Microsoft Announces Skype Universal Translator, Star Fleet Edition

This is a guest post by Mark Lauter, president of Sumo Software.

Microsoft unveiled the next major version of Skype with real-time translation technology on Tuesday at the Code Conference in Rancho Palos Verdes, California. While you won't be able to chat with your favorite Andorian or Tellarite via sub-space for at least another century, you will be able to speak to someone in Germany or France in their native tongue by the end of 2014. The best part is you won't have to spend weeks learning a new language with Rosetta Stone.

The product allows two people to converse in any two of over 40 languages. In video demos released by Microsoft, the translation appears to be as fast and accurate as a trained human intermediary. The technology is based on the voice-to-text or speech recognition engine that drives Microsoft's Cortana. Cortana is the new virtual personal assistant built into Windows Phone 8.1 and will be released to the general public sometime this summer. Microsoft plans to release Skype with translation technology by the end of 2014.

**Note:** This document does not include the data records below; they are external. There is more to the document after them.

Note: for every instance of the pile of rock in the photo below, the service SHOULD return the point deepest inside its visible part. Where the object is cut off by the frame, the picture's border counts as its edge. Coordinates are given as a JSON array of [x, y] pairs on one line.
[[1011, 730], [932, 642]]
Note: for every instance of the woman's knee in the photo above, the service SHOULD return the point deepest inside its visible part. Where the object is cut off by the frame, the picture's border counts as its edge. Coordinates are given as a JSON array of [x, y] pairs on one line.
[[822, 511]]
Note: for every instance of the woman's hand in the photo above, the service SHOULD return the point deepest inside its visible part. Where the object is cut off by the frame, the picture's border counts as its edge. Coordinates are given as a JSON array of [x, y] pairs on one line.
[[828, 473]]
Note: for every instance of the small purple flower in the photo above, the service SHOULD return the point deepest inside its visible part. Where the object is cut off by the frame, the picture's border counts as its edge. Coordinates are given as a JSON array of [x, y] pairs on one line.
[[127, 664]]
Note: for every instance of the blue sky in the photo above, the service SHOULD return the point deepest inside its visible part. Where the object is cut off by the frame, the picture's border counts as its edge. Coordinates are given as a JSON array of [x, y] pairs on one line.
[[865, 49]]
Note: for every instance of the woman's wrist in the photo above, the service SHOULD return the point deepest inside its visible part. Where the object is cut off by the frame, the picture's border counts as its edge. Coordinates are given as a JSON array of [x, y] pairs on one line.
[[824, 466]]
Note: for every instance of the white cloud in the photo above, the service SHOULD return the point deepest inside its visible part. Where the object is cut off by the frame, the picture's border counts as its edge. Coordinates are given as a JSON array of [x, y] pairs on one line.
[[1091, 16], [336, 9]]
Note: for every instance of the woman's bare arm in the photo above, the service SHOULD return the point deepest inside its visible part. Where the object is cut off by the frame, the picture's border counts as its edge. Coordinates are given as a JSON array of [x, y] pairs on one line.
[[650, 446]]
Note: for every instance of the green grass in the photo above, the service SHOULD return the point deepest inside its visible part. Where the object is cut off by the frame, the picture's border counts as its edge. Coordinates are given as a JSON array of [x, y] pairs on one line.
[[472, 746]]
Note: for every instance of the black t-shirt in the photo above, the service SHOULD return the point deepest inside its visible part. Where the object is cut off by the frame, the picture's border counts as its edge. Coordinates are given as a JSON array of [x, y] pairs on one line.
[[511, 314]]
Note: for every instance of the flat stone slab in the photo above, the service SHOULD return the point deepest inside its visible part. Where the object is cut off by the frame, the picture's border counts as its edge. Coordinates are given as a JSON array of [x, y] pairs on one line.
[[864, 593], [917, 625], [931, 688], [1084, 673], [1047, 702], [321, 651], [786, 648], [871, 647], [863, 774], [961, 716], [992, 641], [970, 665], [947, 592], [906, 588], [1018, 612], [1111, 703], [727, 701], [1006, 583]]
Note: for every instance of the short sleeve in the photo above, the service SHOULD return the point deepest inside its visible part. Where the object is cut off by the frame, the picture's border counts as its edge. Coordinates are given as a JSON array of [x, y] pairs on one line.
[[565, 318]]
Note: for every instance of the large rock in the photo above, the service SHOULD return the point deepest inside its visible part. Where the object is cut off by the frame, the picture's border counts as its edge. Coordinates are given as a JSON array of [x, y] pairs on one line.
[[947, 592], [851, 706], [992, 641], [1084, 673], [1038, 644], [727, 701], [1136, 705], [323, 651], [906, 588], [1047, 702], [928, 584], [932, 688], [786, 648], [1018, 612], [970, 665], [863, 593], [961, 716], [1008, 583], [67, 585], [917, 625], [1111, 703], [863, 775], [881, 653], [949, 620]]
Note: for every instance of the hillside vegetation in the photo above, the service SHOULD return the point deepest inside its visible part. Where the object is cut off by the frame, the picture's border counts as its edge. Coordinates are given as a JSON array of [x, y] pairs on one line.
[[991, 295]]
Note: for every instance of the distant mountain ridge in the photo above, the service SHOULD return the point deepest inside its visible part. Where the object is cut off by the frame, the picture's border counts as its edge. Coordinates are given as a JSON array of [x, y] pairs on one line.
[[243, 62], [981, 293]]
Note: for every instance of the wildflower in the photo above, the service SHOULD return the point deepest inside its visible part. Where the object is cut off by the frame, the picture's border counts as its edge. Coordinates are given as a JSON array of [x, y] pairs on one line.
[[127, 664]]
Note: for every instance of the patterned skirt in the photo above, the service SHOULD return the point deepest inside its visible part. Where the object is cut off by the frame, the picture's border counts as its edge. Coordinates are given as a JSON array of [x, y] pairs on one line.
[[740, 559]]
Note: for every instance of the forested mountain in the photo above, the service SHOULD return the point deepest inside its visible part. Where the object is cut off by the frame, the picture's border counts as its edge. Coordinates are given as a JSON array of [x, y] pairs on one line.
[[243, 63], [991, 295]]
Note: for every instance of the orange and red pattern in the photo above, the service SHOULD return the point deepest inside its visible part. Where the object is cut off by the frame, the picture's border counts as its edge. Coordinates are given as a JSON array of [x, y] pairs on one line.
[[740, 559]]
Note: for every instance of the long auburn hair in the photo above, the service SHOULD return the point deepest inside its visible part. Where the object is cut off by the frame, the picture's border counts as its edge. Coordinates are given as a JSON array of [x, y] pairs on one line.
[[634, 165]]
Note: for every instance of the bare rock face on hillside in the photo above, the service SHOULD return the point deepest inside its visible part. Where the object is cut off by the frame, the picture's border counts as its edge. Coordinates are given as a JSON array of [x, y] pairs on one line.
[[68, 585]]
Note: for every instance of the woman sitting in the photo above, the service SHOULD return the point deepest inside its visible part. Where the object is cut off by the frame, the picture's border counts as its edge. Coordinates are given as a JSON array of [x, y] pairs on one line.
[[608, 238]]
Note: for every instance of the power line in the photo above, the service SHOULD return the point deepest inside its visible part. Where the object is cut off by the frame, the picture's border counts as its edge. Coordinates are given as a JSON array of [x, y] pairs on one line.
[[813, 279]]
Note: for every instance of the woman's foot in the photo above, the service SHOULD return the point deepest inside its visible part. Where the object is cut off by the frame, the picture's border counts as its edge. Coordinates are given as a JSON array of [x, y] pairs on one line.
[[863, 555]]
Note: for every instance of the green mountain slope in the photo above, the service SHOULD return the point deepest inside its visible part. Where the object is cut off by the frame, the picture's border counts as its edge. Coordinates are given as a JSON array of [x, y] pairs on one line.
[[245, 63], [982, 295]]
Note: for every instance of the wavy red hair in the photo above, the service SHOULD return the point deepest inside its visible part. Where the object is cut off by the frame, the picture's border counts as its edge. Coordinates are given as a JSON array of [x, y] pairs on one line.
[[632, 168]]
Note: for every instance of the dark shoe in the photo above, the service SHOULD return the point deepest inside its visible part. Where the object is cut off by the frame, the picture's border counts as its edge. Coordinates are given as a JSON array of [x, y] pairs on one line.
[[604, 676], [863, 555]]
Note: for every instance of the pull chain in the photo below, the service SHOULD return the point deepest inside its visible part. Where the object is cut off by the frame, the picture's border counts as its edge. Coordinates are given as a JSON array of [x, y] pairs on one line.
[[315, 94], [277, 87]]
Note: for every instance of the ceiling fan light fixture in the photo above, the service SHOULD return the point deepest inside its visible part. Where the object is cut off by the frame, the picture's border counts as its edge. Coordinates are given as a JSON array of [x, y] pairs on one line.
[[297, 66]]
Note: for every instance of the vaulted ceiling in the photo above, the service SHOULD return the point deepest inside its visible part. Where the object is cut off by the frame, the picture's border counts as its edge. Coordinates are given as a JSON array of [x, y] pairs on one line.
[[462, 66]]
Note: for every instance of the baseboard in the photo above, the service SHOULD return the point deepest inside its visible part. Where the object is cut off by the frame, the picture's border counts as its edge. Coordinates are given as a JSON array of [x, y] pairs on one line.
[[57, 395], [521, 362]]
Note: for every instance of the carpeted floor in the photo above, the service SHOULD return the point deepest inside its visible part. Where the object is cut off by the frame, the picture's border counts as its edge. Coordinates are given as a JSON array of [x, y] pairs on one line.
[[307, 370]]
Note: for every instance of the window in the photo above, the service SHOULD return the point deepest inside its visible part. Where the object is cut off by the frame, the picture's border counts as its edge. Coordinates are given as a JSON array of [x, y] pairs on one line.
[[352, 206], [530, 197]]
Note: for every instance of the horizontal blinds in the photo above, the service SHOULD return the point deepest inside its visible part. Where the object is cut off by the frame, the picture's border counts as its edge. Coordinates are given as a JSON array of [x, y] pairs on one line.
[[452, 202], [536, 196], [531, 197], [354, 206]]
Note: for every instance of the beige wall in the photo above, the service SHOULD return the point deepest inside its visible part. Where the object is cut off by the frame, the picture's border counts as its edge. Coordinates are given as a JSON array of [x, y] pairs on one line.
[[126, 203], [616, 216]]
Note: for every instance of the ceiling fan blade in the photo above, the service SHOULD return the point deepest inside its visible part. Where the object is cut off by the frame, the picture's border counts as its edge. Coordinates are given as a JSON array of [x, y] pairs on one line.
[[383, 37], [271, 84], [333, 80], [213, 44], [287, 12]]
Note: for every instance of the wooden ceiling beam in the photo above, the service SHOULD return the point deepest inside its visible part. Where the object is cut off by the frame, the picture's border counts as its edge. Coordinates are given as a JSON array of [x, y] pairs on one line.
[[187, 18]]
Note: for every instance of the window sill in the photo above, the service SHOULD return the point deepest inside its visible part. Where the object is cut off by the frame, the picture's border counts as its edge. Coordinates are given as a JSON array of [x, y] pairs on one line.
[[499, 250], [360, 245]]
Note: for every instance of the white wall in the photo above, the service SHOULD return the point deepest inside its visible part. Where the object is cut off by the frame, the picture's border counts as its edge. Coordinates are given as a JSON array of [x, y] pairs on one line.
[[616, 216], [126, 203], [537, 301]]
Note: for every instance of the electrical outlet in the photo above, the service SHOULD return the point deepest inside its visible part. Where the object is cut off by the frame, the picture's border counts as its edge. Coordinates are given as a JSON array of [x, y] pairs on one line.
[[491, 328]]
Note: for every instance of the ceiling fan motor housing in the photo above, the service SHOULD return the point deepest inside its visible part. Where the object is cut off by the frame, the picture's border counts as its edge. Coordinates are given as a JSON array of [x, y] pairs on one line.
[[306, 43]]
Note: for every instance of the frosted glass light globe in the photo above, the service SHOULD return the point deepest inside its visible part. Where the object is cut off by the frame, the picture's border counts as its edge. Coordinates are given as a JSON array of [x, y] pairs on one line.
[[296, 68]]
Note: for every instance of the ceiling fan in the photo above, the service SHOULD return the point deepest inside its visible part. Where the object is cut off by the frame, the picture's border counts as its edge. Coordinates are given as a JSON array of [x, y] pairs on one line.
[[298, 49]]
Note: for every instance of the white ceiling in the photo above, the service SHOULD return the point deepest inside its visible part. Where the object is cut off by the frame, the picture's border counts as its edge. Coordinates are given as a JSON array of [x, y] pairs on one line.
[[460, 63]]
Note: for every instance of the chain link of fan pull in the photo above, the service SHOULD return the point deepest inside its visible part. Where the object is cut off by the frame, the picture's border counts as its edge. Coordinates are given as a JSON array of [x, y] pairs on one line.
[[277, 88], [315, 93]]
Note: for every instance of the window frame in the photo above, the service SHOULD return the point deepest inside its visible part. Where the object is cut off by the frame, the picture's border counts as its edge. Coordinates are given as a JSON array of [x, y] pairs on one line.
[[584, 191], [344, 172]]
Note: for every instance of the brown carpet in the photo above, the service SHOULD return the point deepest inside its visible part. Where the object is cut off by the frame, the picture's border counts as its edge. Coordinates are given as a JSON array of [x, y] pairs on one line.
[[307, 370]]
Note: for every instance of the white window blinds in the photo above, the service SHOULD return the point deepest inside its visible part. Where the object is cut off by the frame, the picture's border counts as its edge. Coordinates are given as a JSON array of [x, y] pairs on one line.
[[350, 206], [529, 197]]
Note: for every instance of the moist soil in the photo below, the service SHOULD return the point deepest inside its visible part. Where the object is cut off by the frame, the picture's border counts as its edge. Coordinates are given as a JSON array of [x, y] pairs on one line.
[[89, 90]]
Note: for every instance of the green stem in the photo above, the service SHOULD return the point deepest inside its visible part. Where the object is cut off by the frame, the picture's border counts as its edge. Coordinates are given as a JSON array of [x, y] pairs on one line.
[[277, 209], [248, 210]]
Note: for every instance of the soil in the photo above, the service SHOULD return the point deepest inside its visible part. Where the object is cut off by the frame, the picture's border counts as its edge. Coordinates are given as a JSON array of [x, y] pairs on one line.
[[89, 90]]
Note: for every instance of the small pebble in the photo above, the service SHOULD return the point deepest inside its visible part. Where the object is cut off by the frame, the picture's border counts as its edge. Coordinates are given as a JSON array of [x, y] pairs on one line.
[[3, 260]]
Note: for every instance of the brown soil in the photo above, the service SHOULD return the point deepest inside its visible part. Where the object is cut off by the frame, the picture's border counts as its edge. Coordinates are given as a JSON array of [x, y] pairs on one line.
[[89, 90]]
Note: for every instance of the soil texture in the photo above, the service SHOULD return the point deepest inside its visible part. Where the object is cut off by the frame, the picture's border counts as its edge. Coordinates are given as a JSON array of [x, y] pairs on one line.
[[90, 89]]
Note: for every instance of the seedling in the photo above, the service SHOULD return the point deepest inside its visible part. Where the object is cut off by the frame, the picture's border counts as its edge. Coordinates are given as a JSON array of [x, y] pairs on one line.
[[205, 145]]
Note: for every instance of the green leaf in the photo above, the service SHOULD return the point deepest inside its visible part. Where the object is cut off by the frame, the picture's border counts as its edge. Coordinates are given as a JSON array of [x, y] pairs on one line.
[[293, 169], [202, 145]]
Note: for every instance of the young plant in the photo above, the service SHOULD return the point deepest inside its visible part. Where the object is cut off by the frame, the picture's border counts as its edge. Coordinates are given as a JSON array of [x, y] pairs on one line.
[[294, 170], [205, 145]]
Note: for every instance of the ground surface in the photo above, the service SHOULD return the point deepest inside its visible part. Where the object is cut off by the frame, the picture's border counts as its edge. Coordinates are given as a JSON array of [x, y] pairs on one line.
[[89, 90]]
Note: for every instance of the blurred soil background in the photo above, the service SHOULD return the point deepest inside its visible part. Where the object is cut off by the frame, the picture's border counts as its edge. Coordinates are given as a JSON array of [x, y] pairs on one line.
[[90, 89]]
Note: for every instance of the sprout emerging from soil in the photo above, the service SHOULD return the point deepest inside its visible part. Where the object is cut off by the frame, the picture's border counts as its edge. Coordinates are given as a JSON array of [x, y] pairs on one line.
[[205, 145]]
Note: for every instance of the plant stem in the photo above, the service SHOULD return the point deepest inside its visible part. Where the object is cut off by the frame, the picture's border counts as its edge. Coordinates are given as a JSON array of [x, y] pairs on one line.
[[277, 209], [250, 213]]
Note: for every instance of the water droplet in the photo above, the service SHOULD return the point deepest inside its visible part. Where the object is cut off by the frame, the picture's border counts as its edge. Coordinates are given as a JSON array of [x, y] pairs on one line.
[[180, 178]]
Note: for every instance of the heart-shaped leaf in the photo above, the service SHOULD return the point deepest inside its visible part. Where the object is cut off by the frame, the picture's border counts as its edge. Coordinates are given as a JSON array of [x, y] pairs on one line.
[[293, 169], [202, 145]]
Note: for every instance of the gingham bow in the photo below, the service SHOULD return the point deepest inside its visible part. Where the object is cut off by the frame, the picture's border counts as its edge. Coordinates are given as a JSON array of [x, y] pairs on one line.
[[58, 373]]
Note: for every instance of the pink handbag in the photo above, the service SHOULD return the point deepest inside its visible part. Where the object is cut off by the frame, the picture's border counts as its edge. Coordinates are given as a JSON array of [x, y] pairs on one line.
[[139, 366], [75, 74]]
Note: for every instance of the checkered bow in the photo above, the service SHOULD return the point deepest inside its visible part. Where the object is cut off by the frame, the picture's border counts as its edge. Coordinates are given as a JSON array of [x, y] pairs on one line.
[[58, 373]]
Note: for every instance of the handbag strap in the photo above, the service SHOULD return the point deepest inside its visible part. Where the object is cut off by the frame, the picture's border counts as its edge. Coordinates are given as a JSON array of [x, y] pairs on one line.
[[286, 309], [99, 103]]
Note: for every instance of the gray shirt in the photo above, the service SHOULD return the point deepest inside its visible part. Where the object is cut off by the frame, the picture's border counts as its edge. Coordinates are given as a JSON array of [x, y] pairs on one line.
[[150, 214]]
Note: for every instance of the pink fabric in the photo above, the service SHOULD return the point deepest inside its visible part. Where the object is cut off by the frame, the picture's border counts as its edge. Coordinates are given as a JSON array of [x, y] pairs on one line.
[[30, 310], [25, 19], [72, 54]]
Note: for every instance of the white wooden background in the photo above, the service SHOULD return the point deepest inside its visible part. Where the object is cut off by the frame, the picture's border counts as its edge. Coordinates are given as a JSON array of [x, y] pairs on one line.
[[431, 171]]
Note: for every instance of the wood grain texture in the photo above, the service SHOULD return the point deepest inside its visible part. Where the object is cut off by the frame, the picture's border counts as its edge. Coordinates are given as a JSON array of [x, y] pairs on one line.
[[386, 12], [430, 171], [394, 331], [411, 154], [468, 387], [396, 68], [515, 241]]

I can't get my hands on the next version of Skype yet, but as a software developer I do have access to the next best thing - the developer release of Cortana. I've been playing with this updated speech recognition technology for several weeks and I can tell you that it is nothing short of amazing. I've always been an enthusiast of natural language interaction with computers. Geeks aged 35 and older probably remember watching the crew of the Enterprise interact with the computer like it was a virtual crew member. Well, that was supposed to be a couple hundred years in the future.

Just last year I did a project that involved voice-to-text transcription services. We tried out several market leading technologies. Some were better than others, but none was capable of near 100% recognition. I told our client that we might be 10 years from meaningful advances. I was right and I was wrong. The massive improvement from the Windows Phone 8 to 8.1 technology is not incremental. It represents a total paradigm shift in the way researchers are approaching the problem of speech recognition. I won't bore you with all the technobabble details, but this new approach, called deep learning, is being applied to lots of computer science problems. This is the real story. It means that in the next few years you can expect surprisingly rapid acceleration and innovation in the high-tech world.

What does that mean for you? Better phones, more engaging games and entertainment, and devices we haven't even dreamed of. Microsoft already had great language translation tech. They already had great text-to-speech tech. All they did was add the first truly great voice-to-text tech to that mix and POW, a new product straight from the world of science fiction. We might still be a few hundred years from the first warp engine and first contact, but we'll be ready thanks to the brilliant engineers at Microsoft Research.